# Introductory Material

## 1. Working with Jupyter

- execute a cell with CTRL+ENTER or ALT+ENTER (to open a new cell underneath)
- CTRL+Z for (per-cell) 'undo'
- cells follow order of execution - *not* top-to-bottom
- add [Markdown](https://daringfireball.net/projects/markdown/syntax) cells for formatted text

In [None]:
# system commands
! ls

Jupyter 'magic' commands:
- `%alias` = create command/function alias
- `%debug` = open interactive debugger
- `%edit` = open editor & execute after close
- `%env` = set environment variables
- `%matplotlib inline` = embed plots/images in notebook
- `%store` = save data for use in another notebook
- `%time/%timeit` = time execution of function call


Recommended reading:
- [28 Jupyter Notebook Tips & Tricks](https://www.dataquest.io/blog/jupyter-notebook-tips-tricks-shortcuts/)
- [`interact` docs](http://ipywidgets.readthedocs.io/en/latest/examples/Using%20Interact.html)

## 2. Finding Help & Reading Documentation

In Python, you can view the documentation for any object with the syntax `help(obj)`. Invoke a help search prompt with `help()`.

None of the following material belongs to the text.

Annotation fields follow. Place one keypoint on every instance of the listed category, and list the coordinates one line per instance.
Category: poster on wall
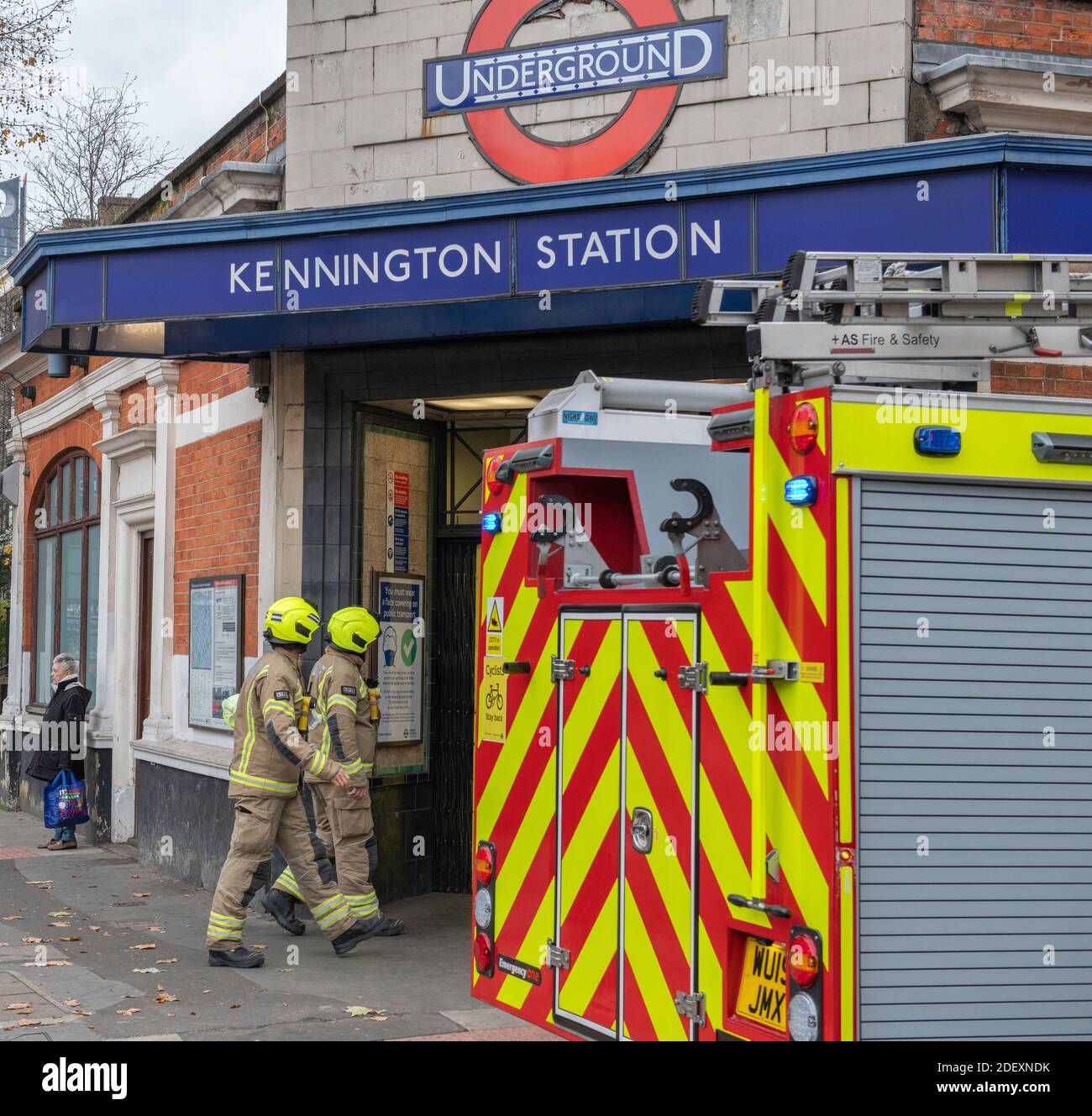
(216, 647)
(400, 657)
(397, 522)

To get a list of all of an objects attributes and methods, use `dir(obj)`. Calling `dir()` with no arguments provides a listing of everything defined in the current scope.

In [None]:
a = 'a string'
b = 10
def c(a, b):
    print(a*b)

print(dir(a))
print(dir())

(__Note:__ In Jupyter, the environment includes a lot of additional, weird-looking variables e.g. `In` and `Out`.)

In the Juptyter Notebook, another help option is available: type

`range?`

to get a pop-up window of documentation for the `range` function. You can scroll up and down this help page, and close it once you're done.

### Reading docstrings and help pages

Let's dissect the help page for `numpy`s `arange` function.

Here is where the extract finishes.